According to the 2011 census, Bognor Regis just over 10% of the town’s 24,000 residents come from the so-called accession countries of the European Union, with Poland, Lithuania and Latvia accounting for by far the largest number. The town hall says that in several areas of Bognor more than 25% of the residents now speak an eastern European language as their first.
“I don’t believe they come for the benefits, not for a minute,” said Robert, 50, a nurse married to a Pole – also a nurse – “We need them; I have a lot of Polish and Lithuanian colleagues and I don’t know how we’d do without them. Plus, it’s a crap benefit system anyway, even for us. I was ill for three months and got no help at all with the mortgage; my wife worked overtime to get us through. She’s never claimed, and never would. It’s really not benefits that brings people here.”
Toms Vimers, 25, a Latvian logistics team operator, said he “never thought once” about benefits when he was planning his move five years ago, and that even now, apart from the £80 child benefit that “everyone gets”, he did not fully understand the system. “Maybe there are things I should be getting,” he said. “I don’t know. No idea.”
Krzysztof Kaplanski, 26, an HGV driver, said he needed all the money he could get to help him pay off the 20 years remaining on his mortgage, but he was not claiming any kind of benefit or tax credit. “I don’t know who they are, all these east European people the government says are doing this,” he said. “My sister is a nurse here, she gets child benefit but that’s all. We come to make a better life for ourselves; how is living on benefits a better life?
Natalia Totoriene, 37, the deputy manager of a betting shop, said I work full time; I have three kids. But nobody I know came here for benefits and I don’t think not getting them will stop anyone coming. Maybe one or two. There’s always someone. But I know many, many more British people who live on benefits than east Europeans.” The couple, who have a home and mortgage, receive child benefit and a disability allowance for their eldest son, who is partially deaf, as well as subsidised childcare that allows Natalia to work full time. “The real benefit for us here is the better care our son gets,” Totoriene said. “He has been in a special school, he gets individual classroom support, free hearing aids. But we both work and we pay our taxes. We’re not getting anything we shouldn’t.”

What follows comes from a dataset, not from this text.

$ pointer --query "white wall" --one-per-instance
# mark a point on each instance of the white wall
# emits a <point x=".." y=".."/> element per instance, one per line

Elezi has been working in the supermarket for three years. Before that, when she arrived in 2008, she did – like almost all newcomers – agency work, in food processing, warehouses, factories, contract cleaning. “I came here to work,” she said. “Before I came, I didn’t even know you could get benefits here. Yes, now we have tax credits and child benefit, maybe £100 a week, but we spend the money on our son, and we save some, for his education.”
Toyubur Rahman, Bognor’s town centre manager, “The people who come here, live here, work here, settle here, whose children go to school here, are part of our modern identity…Our problem street drinkers are not east Europeans. They’re here because there are jobs for them; because they do them well, and at a good rate.